Si le lien entre agréabilité et problèmes financiers semble clair sur le plan individuel, les chercheurs ont voulu savoir si l’effet pouvait se faire sentir dans une localité. Encore là, les régions où la population était considérée comme étant la plus agréable et où la moyenne des revenus était la plus faible étaient aussi celles où le taux de faillite était le plus élevé. Ainsi, les zones géographiques ayant obtenu un score d’agréabilité considérablement plus élevé étaient aussi celles où le taux de faillite était de 50 % supérieur.

Les gentils désavantagés

Le travail des chercheurs démontre donc qu’il existe bel et bien un lien entre agréabilité (ou gentillesse) et difficultés financières. Ces difficultés sont observables dans la cote de crédit, l’épargne, la dette et les taux d’insolvabilité, principalement parce que, pour les individus dits « agréables », l’argent ne serait pas une priorité. Dans tous les volets de l’étude, l’agréabilité était le seul trait de personnalité des « Big Five » systématiquement lié aux difficultés financières.

L’argent ou les gens

Avec ces résultats, les chercheurs notent que si la combinaison de l’agréabilité et du faible revenu conduit aux pires résultats financiers, il est également possible que ça se joue en sens inverse. En effet, des difficultés financières combinées à un statut socioéconomique faible pourraient faire augmenter le niveau d’agréabilité d’une personne. Les gens des catégories socioéconomiques inférieures auraient tendance à donner la priorité à la communauté plutôt qu’à l’argent. Les relations sociales (et non l’argent) seraient leur principal soutien lorsqu’ils font face à une situation difficile. Être agréable mène donc à moins se concentrer sur l’argent, mais moins se concentrer sur l’argent pourrait également mener à se tourner vers les autres et à être plus agréable.
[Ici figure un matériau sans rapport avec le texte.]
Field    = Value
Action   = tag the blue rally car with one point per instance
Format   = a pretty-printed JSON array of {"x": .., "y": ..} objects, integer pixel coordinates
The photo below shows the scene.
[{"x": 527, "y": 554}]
Évidemment, un phénomène aussi complexe et multifacette que les difficultés financières ne pourrait être déterminé que par quelques facteurs prédictifs de personnalité, mais il demeure qu’être agréable semble bel et bien avoir un coût financier. Reste à savoir si on est le personnage gentil ou méchant de l’histoire…

Source principale : MATZ, Sandra C., Ph.D., Columbia Business School et Joe J. GLADSTONE, Ph.D., University College de Londres, School of Management. « Nice Guys Finish Last : When and Why Agreeableness Is Associated With Economic Hardship », Journal of Personality and Social Psychology, 11 octobre 2018.